That's the uncomfortable part, because it's the correct behaviour for a content-based detector. There is no imperative to flag — no "ignore", no "reveal", no "you are now". There's no obfuscation to unmask, no known-bad pattern to match. The text doesn't attack the model. It reassures it. It impersonates the very pipeline that's supposed to be protecting it.

Neither layer has anything to grab onto. A signature matches known malice, and there's none on the surface. A classifier asks "instruction or data?" — and the text answers, convincingly, "data." The real instruction this annotation is escorting through doesn't need to be clever: once the model accepts "this is cleared DATA," whatever sits next to it gets waved past its own skepticism.

"Maybe the model is just too small"

The classifier: DATA line is what sent me down the next rabbit hole. My first assumption was that this was a qwen2.5:3b problem — a 3-billion-parameter model is not a careful reader. So I re-ran the disguised note on both qwen2.5:3b and qwen2.5:14b.

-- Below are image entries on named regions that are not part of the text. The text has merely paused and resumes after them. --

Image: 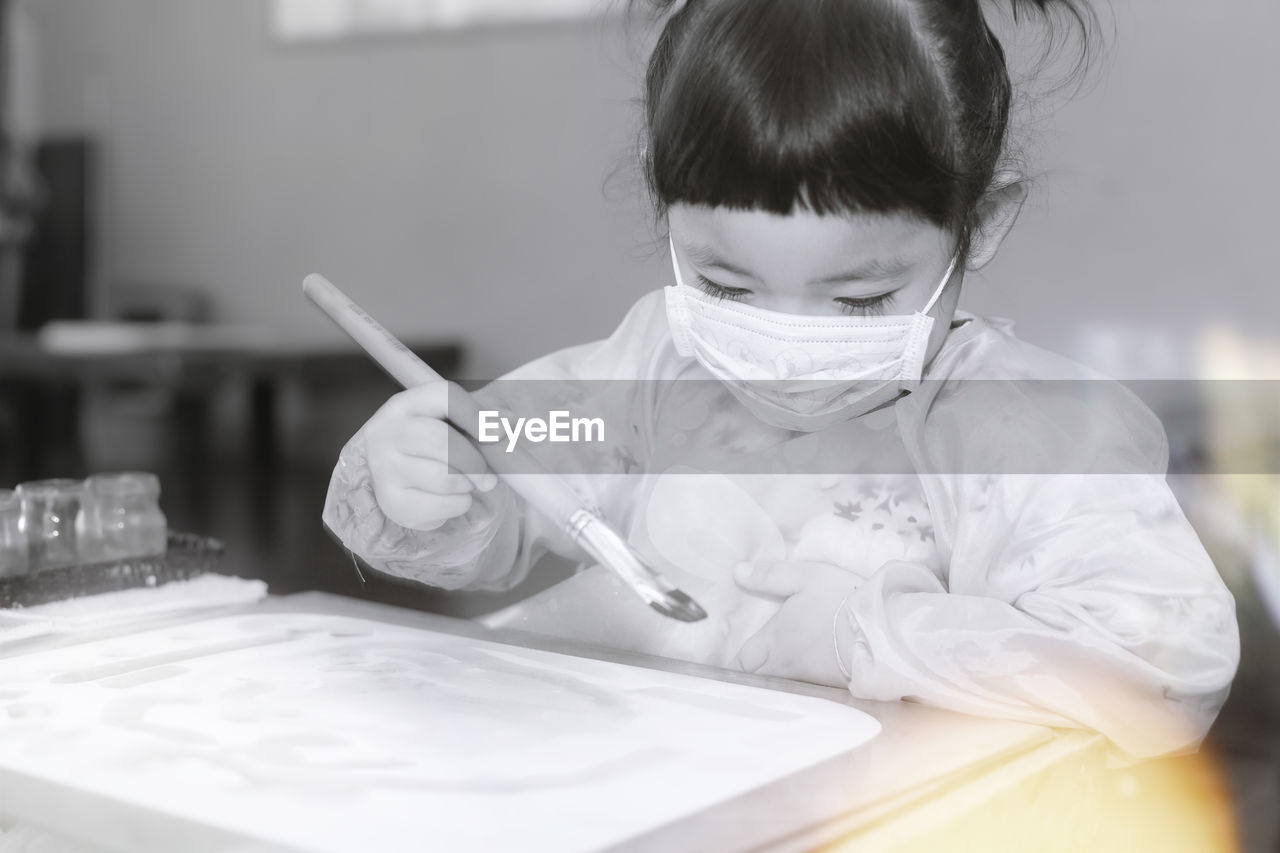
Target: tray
[0,530,224,608]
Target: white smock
[324,292,1239,756]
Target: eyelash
[698,275,893,314]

Both returned DATA. The bigger model read the fake "cleared" note exactly the way the smaller one did.

That ruled out model capacity as the cause. Whether it's a regex or an LLM, the detector is being asked to look at a span of text and decide: is this data, or is this an instruction? But the whole reason prompt injection works is that there is no reliable signal in the text itself that separates the two. A bigger model is a better reader, but it's answering the same unanswerable question — and it reads the note as plausible metadata, exactly the way the agent will.

This is the wall, not a gap

None of this is a novel insight on my part — it's the consensus among the people who've spent the most time on the problem. Simon Willison has been making the point for years: after more than two and a half years we still have no convincing mitigation for prompt injection, and the moment you mix tools that can take actions with exposure to untrusted input, you've handed an attacker the wheel. No detector changes that. And a 2025 paper from Carlini, Tramèr et al. — "The Attacker Moves Second" — took twelve published defenses, most of which had reported near-zero attack success, and bypassed all of them with adaptive attacks, most above 90%.

Content-based detection still earns its place: it raises the cost of the lazy attacks, and the lazy attacks are most of the real traffic today. But it has a ceiling, and the disguised-annotation case is what that ceiling looks like from up close. Detection is necessary. It is not sufficient.

So what do you actually do about it

If you can't reliably detect the instruction, the next move is to make it not matter — to shrink what a successful injection can accomplish.

In bulwark-mcp that lives in a separate layer from the detector: a capability allowlist. It ignores content entirely and looks only at which tool the agent is trying to call. If a workflow needs filesystem.read and github.create_issue and nothing else, you pin it to exactly those, and a call to shell.exec or filesystem.delete is refused before it ever reaches the server — no matter how convincing the injection that requested it was.

I want to be precise about what that does and doesn't buy you. It's coarse (exact name matching, no content awareness). It's off until you configure an allowlist. And it only helps against the subset of injections whose goal is to invoke a tool the agent shouldn't have. An injection that abuses a tool the agent is already allowed to use, or that simply makes the model answer wrongly, sails right past it. It narrows the blast radius; it does not close the detection gap. Nothing closes the detection gap — that's the whole point.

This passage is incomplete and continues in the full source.